EllisLab text mark
Advanced Search
     
Template restrictions/redirects not working RSS feeds
 
zerovapor
Posted: 28 April 2012 02:30 PM   [ Ignore ]
Joined: 2011-07-13
13 posts

This question may be related to a resolved thread.

So I’ve tried the suggested fix there and have no luck with RSS feeds. Im looking for possible other solutions. Thanks
 
fram
Posted: 28 April 2012 03:20 PM   [ Ignore ]   [ # 1 ]   [ Rating: 0 ]
Joined: 2011-10-27
8 posts

Are you trying to redirect an RSS feed to a HTML page ?
I tried to redirect an RSS feed template to an HTML page and EE is correctly serving the HTML page but with the wrong content type in the http header.
This makes the browser try to load the content using the RSS reader and an error occurs.

This looks like a bug because the HTML template should be served with the correct content type.

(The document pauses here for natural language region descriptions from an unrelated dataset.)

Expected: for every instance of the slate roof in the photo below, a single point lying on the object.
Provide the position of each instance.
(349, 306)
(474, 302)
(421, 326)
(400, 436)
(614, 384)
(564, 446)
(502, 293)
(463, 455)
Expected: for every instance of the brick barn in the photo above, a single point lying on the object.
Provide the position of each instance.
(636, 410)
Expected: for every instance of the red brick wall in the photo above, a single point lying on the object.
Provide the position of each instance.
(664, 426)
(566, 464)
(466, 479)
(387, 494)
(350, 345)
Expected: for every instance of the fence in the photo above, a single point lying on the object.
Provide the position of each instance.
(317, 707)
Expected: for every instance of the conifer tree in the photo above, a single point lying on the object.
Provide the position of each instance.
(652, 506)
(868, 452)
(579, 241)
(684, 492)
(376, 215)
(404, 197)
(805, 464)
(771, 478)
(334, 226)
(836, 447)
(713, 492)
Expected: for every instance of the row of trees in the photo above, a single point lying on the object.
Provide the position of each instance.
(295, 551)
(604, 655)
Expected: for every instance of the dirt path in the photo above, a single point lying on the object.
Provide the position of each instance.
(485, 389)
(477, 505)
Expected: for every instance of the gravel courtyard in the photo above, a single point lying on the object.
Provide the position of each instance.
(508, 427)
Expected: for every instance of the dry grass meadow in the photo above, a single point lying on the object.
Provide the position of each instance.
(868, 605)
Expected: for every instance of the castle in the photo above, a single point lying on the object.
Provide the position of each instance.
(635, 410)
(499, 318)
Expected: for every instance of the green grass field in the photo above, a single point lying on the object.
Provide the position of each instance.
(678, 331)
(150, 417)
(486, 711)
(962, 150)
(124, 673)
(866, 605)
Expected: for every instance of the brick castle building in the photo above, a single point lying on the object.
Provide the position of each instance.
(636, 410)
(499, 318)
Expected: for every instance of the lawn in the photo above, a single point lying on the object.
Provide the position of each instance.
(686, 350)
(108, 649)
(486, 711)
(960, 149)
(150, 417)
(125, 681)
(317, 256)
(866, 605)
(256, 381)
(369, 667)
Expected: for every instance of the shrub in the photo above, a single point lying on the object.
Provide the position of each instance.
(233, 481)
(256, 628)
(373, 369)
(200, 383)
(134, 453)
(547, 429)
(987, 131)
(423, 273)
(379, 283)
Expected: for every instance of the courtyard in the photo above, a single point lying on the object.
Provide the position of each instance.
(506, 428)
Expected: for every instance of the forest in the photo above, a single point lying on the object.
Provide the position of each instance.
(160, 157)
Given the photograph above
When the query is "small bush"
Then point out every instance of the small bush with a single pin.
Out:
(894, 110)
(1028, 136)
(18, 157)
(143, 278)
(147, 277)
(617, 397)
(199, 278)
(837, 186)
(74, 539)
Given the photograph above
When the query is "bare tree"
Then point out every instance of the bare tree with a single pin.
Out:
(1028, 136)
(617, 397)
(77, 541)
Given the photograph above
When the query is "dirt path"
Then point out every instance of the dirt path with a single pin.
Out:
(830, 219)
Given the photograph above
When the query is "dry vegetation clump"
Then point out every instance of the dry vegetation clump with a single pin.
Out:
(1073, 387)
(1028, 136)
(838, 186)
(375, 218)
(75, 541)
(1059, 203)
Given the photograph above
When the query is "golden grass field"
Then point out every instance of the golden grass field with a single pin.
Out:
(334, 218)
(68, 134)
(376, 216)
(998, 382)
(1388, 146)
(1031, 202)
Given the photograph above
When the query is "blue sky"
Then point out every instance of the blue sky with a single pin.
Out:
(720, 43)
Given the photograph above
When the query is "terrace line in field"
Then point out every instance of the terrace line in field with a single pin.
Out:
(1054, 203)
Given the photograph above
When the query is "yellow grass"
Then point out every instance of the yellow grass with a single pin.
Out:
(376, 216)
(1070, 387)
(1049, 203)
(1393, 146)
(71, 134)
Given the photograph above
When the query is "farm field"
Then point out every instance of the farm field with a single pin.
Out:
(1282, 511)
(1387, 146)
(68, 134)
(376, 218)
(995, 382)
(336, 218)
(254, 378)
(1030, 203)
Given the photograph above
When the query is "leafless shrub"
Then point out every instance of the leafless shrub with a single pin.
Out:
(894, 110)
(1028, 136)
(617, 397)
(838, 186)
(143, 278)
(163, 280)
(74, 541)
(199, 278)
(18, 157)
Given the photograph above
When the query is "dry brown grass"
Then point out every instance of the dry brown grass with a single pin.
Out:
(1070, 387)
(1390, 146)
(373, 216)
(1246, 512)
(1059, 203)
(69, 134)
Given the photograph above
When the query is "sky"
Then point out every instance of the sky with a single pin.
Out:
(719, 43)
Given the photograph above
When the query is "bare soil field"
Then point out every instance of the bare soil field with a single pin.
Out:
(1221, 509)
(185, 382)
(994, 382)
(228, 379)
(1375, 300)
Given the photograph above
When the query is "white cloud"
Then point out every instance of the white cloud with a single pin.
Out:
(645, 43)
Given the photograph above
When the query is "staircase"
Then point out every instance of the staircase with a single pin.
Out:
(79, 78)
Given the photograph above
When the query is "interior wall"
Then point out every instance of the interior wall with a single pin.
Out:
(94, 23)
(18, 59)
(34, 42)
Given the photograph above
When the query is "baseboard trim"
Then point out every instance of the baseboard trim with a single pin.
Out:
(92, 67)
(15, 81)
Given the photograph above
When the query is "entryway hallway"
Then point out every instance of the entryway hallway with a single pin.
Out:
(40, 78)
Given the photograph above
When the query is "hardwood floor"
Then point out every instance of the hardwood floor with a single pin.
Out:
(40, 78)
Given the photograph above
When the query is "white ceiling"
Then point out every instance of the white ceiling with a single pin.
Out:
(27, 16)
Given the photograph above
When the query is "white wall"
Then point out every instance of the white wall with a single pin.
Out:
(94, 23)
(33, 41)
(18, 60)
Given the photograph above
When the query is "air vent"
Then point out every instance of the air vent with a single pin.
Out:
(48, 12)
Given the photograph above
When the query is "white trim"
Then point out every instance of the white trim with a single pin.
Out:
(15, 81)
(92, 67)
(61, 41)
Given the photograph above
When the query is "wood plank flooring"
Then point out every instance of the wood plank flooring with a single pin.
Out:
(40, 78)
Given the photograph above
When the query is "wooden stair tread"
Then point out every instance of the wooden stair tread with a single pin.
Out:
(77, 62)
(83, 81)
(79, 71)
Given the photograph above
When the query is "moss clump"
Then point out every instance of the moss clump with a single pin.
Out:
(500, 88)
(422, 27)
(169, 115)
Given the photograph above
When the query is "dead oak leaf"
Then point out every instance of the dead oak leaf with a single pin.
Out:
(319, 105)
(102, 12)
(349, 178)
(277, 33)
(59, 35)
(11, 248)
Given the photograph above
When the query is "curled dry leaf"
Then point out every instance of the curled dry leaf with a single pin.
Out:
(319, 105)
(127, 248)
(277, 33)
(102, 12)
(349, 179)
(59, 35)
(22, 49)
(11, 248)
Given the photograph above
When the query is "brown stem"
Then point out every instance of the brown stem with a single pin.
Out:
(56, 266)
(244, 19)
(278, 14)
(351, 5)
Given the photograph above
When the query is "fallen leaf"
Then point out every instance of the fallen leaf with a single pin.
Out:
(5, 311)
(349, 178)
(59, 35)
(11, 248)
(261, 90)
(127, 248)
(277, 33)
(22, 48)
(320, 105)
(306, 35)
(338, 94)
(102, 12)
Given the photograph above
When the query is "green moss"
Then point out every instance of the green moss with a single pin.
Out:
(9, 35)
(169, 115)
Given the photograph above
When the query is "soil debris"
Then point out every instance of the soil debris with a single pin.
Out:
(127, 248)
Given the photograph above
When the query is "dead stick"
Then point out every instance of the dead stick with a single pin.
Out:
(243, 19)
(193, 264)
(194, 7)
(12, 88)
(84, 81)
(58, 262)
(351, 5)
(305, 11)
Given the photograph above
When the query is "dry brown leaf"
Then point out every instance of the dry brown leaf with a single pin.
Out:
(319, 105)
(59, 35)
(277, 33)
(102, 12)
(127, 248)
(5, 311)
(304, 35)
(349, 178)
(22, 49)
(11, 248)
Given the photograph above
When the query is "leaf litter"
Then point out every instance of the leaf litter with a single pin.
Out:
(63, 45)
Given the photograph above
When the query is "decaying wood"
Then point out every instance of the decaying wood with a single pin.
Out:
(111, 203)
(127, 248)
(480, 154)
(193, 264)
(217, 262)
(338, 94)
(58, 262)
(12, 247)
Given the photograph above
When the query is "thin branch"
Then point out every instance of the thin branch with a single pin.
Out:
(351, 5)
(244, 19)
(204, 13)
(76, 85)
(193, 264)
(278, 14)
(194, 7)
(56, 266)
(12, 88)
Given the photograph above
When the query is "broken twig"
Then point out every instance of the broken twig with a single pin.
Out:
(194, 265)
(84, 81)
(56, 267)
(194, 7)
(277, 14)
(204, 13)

A workaround for making this work is to redirect the feed to a no_auth feed with just a single item that tells the user that he is not authorized to access the feed.
In the page where you have the feed link you could display the link only for the authorized users.

FraM
 
zerovapor
Posted: 28 April 2012 05:12 PM   [ Ignore ]   [ # 2 ]   [ Rating: 0 ]
Joined: 2011-07-13
13 posts

That could have been one issue but its still not stopping users whom loggin via http access from seeing the private rss feed IE

user:: temp
group:: member

template podcast/private
access no to all except subscription users

user temp is still allowed to view this feed even though this user doesnt have the proper group id.
 
fram
Posted: 28 April 2012 05:54 PM   [ Ignore ]   [ # 3 ]   [ Rating: 0 ]
Joined: 2011-10-27
8 posts

I tried a configuration similar to yours and it’s working as it should on my 2.4 installation with the patch mentioned in your post.
If I use the authentication credentials of a user belonging to an unauthorized group the browser prompts the authentication dialog again.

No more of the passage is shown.